Generally, intrinsics are provided in units of pixels in the following format:

[[fx,  0, cx],
 [ 0, fy, cy],
 [ 0,  0,  1]]

The intrinsics pixelSplat uses are normalized, i.e., the first row is divided by w, and the second row is divided by h. This makes it so the intrinsics don't change if you uniformly scale the image.

I'm not sure what format ScanNet uses, but if the ScanNet intrinsics are in units of pixels, the same division should apply. The slightly suspicious thing is that if you do this, cx and cy aren't 0.5 anymore, which is the case for almost all uncropped images. Are you sure the ScanNet intrinsics haven't been modified somehow? What size are the images these intrinsics correspond to?

As for the near and far planes, you can ignore the ones set inside the dataset itself. These are only used by the baselines, which don't automatically choose near and far planes. pixelSplat will automatically pick near/far planes using the code in src/datasets/shims/bounds_shim.py.

railgun526 commented 7 months ago

Thank you, it works!

Pixie8888 commented 7 months ago

Generally, intrinsics are provided in units of pixels in the following format:

[[fx,  0, cx],
 [ 0, fy, cy],
 [ 0,  0,  1]]

The intrinsics pixelSplat uses are normalized, i.e., the first row is divided by fx, and the second row is divided by fy. This makes it so the intrinsics don't change if you uniformly scale the image.

I'm not sure what format ScanNet uses, but if the ScanNet intrinsics are in units of pixels, the same division should apply. The slightly suspicious thing is that if you do this, cx and cy aren't 0.5 anymore, which is the case for almost all uncropped images. Are you sure the ScanNet intrinsics haven't been modified somehow? What size are the images these intrinsics correspond to?

As for the near and far planes, you can ignore the ones set inside the dataset itself. These are only used by the baselines, which don't automatically choose near and far planes. pixelSplat will automatically pick near/far planes using the code in src/datasets/shims/bounds_shim.py.

Hi @dcharatan , the scannet intrinsics are in units of pixels, and they are correspond to image size of (h,w)=(968,1296).
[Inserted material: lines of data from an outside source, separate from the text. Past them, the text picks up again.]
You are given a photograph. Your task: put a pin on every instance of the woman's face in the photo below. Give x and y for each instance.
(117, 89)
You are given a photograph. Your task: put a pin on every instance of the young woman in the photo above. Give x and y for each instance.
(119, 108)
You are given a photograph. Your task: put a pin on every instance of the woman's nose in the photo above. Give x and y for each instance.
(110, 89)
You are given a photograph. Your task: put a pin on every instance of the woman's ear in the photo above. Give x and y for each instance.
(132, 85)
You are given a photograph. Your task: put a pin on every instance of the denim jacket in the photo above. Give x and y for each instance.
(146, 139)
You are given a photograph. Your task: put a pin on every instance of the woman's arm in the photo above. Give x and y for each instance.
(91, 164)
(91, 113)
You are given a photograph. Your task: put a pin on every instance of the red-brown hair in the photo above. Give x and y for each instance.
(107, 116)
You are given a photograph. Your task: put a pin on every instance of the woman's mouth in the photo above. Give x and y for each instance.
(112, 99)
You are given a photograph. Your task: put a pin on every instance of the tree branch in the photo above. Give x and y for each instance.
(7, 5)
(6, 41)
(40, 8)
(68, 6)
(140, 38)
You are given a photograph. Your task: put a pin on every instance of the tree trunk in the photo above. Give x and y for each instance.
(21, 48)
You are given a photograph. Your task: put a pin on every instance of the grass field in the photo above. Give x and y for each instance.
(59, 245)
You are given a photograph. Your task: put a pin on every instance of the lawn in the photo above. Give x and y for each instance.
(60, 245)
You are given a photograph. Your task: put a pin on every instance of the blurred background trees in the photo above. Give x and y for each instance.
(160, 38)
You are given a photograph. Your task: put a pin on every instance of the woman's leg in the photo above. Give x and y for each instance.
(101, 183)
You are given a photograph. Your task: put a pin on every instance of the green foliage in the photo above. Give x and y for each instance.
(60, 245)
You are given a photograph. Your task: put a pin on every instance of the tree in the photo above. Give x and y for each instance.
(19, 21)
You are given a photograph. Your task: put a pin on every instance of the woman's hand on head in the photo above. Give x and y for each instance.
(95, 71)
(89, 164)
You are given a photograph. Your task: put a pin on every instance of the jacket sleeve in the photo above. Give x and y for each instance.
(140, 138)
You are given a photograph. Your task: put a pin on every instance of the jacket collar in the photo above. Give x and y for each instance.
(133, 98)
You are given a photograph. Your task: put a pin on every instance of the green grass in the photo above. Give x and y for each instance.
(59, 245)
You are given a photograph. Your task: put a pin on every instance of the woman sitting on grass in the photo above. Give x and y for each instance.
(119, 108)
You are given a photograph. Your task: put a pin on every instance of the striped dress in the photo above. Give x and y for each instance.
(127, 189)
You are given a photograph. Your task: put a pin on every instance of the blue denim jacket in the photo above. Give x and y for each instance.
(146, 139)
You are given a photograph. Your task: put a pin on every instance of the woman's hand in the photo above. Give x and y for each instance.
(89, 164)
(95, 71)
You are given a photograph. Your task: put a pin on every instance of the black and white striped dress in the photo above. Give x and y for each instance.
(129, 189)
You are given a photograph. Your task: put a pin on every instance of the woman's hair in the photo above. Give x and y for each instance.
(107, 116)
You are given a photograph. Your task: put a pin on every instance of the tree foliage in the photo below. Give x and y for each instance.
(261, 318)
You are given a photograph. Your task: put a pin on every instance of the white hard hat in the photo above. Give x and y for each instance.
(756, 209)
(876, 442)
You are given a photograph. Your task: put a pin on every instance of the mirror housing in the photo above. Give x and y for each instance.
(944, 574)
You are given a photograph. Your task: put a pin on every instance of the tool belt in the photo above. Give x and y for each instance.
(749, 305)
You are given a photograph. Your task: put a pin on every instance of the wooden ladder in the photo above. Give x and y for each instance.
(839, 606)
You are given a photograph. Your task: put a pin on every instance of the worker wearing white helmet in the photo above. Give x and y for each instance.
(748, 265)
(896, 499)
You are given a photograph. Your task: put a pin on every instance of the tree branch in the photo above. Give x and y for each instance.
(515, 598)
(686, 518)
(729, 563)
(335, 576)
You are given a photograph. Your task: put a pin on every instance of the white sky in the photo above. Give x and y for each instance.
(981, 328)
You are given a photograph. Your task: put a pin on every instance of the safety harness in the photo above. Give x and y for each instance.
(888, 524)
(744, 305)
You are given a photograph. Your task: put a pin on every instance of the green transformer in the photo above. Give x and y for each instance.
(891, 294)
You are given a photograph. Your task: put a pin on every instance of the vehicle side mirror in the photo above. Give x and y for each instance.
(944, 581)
But why the intrinsic is devided by (fx, fy)? I think it should be devided by (w, h) according to README. I devide the intrinsic[:2] with (w,h), and plot the epipolar line as below:

image

In addition, I noticed that cx and cy is always 0.5 in your data. But after the devision of scannet intrinsic, cx and cy won't be 0.5. Will it be a problem?

dcharatan commented 7 months ago

@Pixie8888 You're right. The README is correct, and what I originally wrote above (dividing by fx and fy instead of w and h) was a mistake/typo--sorry about that! In general, having cx and cy be a value that's not 0.5 isn't inherently a problem, but it should make you double-check that the intrinsics are correct. As for as the pixelSplat code is concerned, since it's based on diff-gaussian-rasterization, it only supports a principal point in the center of the image at (0.5, 0.5). As a workaround, I would suggest cropping the input images so the principal point is at the image center and then adjusting the intrinsics accordingly.